The Applecross and Aultbea Formations together consist of an overall fining-upward sequence of sandstones. Only the outcrops at Cape Wrath described above have a consistent radial pattern suggesting that the sequence was deposited in a bajada environment, by a series of smaller fans merging to form a braided river system.

===Cailleach Head Formation===
This formation is similar to the underlying Aultbea Formation, the main difference being in grain size, with this formation being noticeably finer-grained. The sequence is made up of 22 m thick cycles, each with a basal erosion surface followed by dark grey shales with desiccation cracks, planar cross-bedded sandstones with wave rippled tops, overlain by trough cross-bedded micaceous sandstones. These cycles are thought to represent repeated progradation of deltas into a lake.
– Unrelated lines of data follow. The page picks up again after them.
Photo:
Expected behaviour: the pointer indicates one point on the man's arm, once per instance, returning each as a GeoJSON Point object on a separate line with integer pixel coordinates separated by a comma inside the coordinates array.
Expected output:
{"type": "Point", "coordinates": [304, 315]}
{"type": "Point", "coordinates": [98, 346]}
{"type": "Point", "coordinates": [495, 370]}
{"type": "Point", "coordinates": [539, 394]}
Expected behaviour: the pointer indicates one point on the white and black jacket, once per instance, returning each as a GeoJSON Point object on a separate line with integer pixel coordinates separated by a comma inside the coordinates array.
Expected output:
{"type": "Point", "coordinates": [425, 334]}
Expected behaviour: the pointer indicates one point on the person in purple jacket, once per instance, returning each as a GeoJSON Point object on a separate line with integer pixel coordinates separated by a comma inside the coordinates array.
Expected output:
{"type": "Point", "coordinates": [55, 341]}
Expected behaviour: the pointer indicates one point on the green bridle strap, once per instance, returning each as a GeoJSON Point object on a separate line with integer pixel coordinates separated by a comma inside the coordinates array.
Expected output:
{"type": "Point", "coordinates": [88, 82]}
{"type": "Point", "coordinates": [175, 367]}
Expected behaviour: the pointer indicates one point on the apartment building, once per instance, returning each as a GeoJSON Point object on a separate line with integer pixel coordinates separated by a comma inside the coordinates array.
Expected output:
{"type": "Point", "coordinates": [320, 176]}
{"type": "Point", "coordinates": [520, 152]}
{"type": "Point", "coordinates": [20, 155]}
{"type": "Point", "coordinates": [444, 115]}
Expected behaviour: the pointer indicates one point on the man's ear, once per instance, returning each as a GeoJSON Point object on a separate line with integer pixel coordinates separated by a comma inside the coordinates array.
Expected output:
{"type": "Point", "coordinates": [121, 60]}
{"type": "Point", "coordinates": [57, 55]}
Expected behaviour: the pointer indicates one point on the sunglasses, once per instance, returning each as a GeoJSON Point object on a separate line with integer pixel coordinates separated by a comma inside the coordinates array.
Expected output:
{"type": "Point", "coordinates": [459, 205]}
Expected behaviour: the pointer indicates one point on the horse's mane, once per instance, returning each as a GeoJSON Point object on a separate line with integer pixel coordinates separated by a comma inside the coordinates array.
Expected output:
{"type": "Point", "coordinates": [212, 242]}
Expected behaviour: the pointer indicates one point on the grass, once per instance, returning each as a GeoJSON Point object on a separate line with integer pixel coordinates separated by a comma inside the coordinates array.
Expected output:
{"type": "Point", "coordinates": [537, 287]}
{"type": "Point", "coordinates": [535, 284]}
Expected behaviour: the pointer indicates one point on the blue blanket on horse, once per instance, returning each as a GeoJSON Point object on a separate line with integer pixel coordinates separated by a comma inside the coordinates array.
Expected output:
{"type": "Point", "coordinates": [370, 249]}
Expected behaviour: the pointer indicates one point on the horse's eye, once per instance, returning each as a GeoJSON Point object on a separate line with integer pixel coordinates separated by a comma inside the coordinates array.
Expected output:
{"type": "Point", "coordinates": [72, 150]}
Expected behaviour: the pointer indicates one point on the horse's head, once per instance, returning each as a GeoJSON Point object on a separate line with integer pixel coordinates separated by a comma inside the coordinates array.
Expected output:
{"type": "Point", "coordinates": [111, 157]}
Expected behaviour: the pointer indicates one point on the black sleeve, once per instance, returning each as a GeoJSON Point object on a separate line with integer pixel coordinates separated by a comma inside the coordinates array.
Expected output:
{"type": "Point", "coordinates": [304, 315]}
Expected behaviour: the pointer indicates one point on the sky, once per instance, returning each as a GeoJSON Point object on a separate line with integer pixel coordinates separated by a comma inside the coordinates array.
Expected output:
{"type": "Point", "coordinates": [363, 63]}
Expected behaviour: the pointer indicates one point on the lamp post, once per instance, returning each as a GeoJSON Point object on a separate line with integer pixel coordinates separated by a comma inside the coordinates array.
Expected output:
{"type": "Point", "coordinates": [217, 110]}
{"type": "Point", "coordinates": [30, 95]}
A lack of evaporite minerals suggest that the lakes had through drainage. Acritarch microfossils were described from here by Teall in 1907, the first Precambrian fossils described in Britain.

==Age==
The upper age limit for the deposition of this sequence is constrained by the age of the last tectonic and metamorphic event to affect the Lewisian complex and the depositional age of the Stoer Group on which it was deposited, for which ages cluster between about 1200-1100 Ma. The lower limit is provided by the age of the lower Cambrian quartzite that lies above it, about 544 Ma. Radiometric ages from the basal part of the Torridon Group sequence itself give ages of about 1000-950 Ma. This implies an age gap of at least 200 Ma between the deposition of the Stoer and Torridon groups, consistent with the paleomagnetic evidence of a major break. Ages of detrital zircons also provide some constraints on the sequence age. The lower part of the Sleat Group show ages consistent with derivation from Scourian and to a lesser extent Laxfordian rocks, with no dates after 1700 Ma. The upper part of the Sleat Group includes a large component of broadly Laxfordian age with almost no Archaean ages, with a lower limit of about 1200 Ma. In contrast the Diabaig Formation shows a small group clustered around 1100 Ma, the age of the Grenville Orogeny. In the Applecross and Aultbea Formations there are many more zircons giving ages around 1100 Ma and even below 1000 Ma.

==Depositional setting==
Variations in thickness and lithology in the Sleat and Torridon Groups were interpreted as reflecting deposition in a rift setting. Evidence from seismic reflection data in the Minch suggests that the Minch Fault was active throughout the deposition of the Torridon Group. This is consistent with the generally westerly derived pebbly material throughout the thickness of the Applecross Formation, suggesting a constantly rejuvenated sediment source in that direction. More recent work has suggested that although the Sleat Group was probably deposited in a rift setting, the scale and continuity of the Torridon Group, particularly the Applecross and Aultbea Formations, is more consistent with a molasse type setting possibly related to the Grenville Orogeny, within a foreland basin.